A paper co-authored by Dr. Domenic Forte, Dr. Damon Woodard, and UConn fourth year PhD student Nima Karimian (advised by Dr. Forte) has won the best student paper award at the recent IJCB 2017 conference in Denver.

The Conference

The International Joint Conference on Biometrics (IJCB 2017) combines two major biometrics research annual conferences, the Biometrics Theory, Applications and Systems (BTAS) conference and the International Conference on Biometrics (ICB). The blending of these two conferences in 2017 is through special agreement between the IEEE Biometrics Council and the IAPR TC-4, and presents an exciting event for the entire worldwide biometrics research community.

The Paper

The paper, “On the Vulnerability of ECG Verification to Online Presentation Attacks,” examined the use of Electrocardiogram (ECG) as a secure biometric modality. ECG has long been regarded as a biometric modality which is impractical to copy, clone, or spoof. However, it was recently shown that an ECG signal can be replayed from arbitrary waveform generators, computer sound cards, or off-the-shelf audio players. The award-winning paper is one of the first in the field to seriously question the security of ECG verification, and goes a long way towards debunking the assumption of its security.

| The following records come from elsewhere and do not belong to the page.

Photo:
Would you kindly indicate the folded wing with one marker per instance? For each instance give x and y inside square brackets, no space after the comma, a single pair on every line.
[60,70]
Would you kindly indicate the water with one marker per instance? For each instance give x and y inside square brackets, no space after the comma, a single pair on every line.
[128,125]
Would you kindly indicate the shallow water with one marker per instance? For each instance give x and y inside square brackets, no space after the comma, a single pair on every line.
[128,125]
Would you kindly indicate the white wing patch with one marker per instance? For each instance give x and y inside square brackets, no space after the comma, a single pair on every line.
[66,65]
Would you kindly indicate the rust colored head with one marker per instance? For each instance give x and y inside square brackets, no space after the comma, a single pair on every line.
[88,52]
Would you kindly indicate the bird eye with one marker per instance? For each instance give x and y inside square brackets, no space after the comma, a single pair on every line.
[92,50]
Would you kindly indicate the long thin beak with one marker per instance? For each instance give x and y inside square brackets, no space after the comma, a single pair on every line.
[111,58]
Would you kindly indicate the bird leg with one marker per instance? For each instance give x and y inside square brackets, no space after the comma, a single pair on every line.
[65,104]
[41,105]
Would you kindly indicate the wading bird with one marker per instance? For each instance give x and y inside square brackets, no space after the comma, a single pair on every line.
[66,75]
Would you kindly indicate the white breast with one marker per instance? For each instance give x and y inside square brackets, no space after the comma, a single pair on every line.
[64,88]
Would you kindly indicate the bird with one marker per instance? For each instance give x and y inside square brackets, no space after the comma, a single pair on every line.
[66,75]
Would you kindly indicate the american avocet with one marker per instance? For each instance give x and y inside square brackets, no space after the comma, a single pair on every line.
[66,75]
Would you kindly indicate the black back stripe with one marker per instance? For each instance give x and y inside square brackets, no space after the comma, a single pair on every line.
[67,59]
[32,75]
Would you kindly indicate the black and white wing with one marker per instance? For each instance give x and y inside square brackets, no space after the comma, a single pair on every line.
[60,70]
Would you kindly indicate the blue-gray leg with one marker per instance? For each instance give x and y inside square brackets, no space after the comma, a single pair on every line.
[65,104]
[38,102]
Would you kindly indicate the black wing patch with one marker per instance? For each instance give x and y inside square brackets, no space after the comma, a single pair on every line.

The paper developed a novel presentation attack where a short template of the victim’s ECG is captured by an attacker and used to map the attacker’s ECG into the victim’s, which can then be provided to the sensor using one of the above sources. The authors’ approach involved exploiting ECG models, characterizing the differences between ECG signals, and developing mapping functions that transform any ECG into one that closely matches an authentic user’s ECG. Their proposed approach, which can operate online or on-the-fly, is compared with a more ideal offline scenario where the attacker has more time and resources. In the experiments, the offline approach achieved average success rates of 97.43% and 94.17% for non-fiducial and fiducial based ECG authentication. In the online scenario, the performance is degraded by 5.65% for non-fiducial based authentication, but is nearly unaffected for fiducial authentication.